第四十六章 恋と醜聞

夏の恋の勝者

 漆黒の宇宙を彷徨っているかのようだった。地上は見えず、星々すら足下遠く、微かに瞬く。そんな中、離れたところに太陽のような金色の光が浮かび上がっている。歩み寄ってみれば、なんてことはない。ただの丸い金貨だ。それは展示用のガラスケースの中で、往時の輝きを放ち続けていた。

 この博物館の一室に光を齎しているのは、天井近くにある磨りガラスの窓だ。これが適度に光を散乱してくれるので、展示物を見るのに充分で、しかも無駄に明るすぎない。内装は黒御影石で仕上げられており、特にこういう金貨のような遺物が引き立って見える。そして石造りの重々しい建屋が、夏の終わりの蒸し暑さを遠ざけてくれている。


 珍しく朝早く目が覚めた。ミアゴアが手早く朝食を用意してくれたので、少し早めに公館を出た。授業まで間があるし、どうしようかと思った時に、図書館に併設されていた、この学内の博物館に足が向いた。

 内部に陳列されているのは、世界各地の遺物の数々だ。その中には統一時代以前のものも含まれている。俺が今、見下ろしていたのは、あのティクロン共和国の金貨だった。現代に流通している統一時代以後の金貨より、一回り大きい。
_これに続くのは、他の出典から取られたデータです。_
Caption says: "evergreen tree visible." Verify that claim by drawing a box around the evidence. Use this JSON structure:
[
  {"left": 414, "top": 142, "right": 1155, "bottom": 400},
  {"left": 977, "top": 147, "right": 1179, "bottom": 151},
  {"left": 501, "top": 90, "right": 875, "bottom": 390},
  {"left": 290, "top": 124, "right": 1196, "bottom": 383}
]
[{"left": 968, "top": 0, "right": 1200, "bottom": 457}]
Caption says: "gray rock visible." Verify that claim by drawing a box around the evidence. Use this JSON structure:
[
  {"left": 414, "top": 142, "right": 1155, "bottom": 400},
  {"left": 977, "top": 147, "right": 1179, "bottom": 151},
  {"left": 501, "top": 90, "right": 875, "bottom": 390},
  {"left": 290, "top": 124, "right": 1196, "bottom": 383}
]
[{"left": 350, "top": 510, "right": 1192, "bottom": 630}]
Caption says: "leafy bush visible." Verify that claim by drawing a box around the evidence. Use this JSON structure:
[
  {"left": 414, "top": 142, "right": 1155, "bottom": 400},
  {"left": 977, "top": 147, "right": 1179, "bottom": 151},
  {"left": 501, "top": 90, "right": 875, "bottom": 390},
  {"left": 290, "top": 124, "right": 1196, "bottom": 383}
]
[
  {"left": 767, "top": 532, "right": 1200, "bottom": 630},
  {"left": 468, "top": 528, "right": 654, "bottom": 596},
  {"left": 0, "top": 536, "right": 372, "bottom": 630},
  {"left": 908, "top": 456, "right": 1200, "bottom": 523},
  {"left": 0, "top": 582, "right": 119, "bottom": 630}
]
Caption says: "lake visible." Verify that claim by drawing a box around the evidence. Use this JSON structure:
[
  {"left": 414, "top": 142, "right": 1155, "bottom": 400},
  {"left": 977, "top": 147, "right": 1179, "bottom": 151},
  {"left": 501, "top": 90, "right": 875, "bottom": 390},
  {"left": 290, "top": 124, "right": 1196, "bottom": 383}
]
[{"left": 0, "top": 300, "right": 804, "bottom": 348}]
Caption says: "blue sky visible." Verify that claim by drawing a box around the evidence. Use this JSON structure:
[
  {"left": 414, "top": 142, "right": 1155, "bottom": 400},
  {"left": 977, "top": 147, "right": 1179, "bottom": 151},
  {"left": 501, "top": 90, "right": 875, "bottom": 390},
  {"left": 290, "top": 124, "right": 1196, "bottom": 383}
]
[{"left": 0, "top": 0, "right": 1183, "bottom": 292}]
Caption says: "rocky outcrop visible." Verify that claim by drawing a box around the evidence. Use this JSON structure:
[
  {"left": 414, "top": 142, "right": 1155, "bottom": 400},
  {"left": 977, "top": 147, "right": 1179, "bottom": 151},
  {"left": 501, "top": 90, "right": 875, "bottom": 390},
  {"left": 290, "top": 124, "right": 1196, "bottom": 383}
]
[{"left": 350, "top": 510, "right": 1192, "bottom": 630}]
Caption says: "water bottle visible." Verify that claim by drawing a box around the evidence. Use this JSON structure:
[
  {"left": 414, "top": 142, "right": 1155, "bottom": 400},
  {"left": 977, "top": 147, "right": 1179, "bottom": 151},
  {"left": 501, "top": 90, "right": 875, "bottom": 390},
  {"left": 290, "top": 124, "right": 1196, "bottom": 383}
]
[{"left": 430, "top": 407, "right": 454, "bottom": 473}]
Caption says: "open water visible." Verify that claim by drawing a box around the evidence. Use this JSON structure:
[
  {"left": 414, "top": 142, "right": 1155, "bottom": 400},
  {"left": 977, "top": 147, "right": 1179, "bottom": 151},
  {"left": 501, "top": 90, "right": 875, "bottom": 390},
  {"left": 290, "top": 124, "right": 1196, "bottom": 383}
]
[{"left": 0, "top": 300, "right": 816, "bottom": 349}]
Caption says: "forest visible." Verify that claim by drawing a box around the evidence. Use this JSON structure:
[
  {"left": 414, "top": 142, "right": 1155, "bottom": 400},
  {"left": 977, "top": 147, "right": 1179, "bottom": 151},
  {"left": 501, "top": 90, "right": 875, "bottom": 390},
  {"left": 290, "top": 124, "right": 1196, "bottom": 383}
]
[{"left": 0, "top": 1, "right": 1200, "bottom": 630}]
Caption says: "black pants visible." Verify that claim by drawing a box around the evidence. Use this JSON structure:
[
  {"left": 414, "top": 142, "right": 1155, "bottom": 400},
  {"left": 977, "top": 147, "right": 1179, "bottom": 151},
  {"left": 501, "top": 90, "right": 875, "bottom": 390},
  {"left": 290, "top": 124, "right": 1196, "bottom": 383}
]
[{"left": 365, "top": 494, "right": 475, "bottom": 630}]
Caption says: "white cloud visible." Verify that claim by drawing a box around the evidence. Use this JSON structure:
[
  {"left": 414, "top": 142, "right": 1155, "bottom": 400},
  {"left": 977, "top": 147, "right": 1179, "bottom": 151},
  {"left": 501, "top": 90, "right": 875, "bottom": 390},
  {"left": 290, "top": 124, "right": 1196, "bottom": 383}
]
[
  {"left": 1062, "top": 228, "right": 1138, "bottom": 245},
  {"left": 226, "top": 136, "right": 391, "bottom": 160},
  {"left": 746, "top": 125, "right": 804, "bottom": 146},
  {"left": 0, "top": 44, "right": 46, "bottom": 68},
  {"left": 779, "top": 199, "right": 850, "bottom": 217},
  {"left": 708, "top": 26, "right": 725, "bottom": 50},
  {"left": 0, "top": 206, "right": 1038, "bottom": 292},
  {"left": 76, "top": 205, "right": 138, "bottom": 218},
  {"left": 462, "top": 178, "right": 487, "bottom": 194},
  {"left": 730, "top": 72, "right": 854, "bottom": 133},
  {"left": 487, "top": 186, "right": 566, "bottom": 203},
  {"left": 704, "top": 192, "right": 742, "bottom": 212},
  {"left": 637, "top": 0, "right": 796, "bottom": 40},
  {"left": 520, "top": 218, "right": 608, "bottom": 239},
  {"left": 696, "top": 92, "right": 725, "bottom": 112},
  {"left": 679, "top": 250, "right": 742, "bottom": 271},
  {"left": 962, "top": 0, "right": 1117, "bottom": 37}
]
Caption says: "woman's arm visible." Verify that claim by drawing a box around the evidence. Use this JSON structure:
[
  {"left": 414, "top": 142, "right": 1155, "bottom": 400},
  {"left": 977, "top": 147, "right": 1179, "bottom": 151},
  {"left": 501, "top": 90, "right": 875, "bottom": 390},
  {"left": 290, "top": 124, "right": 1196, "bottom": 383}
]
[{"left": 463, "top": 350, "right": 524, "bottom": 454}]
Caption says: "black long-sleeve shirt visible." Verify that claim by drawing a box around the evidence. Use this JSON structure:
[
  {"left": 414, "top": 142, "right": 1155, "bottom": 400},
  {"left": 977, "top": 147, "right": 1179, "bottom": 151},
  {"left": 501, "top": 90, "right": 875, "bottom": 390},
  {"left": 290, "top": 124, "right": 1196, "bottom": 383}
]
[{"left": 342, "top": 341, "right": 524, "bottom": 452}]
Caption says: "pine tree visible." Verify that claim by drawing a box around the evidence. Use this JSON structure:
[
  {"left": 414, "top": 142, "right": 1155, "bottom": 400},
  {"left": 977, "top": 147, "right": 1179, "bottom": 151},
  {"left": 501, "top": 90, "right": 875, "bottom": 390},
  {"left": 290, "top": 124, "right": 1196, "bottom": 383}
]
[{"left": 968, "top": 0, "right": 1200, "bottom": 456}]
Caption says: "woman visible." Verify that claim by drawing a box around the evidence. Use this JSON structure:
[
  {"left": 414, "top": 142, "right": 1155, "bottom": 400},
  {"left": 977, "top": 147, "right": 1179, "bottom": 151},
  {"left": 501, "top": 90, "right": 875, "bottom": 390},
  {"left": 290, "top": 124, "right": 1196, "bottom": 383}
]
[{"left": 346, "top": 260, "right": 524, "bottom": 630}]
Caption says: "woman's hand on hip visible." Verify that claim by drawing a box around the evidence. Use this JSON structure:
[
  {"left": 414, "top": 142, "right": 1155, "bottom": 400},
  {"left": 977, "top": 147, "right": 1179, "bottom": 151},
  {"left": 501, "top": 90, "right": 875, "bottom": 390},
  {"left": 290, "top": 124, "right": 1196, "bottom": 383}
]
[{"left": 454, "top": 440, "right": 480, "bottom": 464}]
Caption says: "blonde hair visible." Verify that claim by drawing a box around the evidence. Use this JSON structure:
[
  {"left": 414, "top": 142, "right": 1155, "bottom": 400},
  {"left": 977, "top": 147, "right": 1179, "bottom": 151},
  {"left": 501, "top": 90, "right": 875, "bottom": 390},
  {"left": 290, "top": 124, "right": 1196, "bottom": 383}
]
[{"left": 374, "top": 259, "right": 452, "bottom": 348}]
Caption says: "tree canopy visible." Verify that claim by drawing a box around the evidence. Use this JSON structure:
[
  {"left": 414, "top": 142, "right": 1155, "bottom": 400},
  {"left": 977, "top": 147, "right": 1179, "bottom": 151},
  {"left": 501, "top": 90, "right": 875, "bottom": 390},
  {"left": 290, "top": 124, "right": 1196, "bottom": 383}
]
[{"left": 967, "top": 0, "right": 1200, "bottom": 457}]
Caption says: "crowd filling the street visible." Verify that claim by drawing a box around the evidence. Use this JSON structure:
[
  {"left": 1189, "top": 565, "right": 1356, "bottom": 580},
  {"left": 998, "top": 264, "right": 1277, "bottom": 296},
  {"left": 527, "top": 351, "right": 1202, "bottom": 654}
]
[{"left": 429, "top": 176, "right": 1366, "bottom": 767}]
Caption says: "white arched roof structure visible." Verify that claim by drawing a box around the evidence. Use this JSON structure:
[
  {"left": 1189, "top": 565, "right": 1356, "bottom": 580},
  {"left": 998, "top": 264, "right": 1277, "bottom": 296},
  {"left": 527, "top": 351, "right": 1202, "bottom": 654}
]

表面には何かの文字が刻まれているが、俺には判読できなかった。


 初めて目にするのに、なんだか懐かしい。アイドゥス師のことを思い出したから。あの夜、あの牢獄の一室で、彼は残された僅かな時間を、俺のために費やしてくれた。でも、彼も最後に吐き出したかったんじゃないかという気もする。セリパシア帝国の正統が、まさか売春婦を土台にしているなんて、どこでも言えなかっただろうから。

 アイドゥス師の死は悲劇なのに、今、俺には静かに微笑む余裕がある。それは彼を軽んじているのではない。彼の最期は歴史の一部になり、歴史の中に生きる俺の一部にもなった。彼の肉体は既に朽ち果て、その魂もこの世界に残っているはずはないのに、どういうわけか、何かが今なおここに存在し続けている。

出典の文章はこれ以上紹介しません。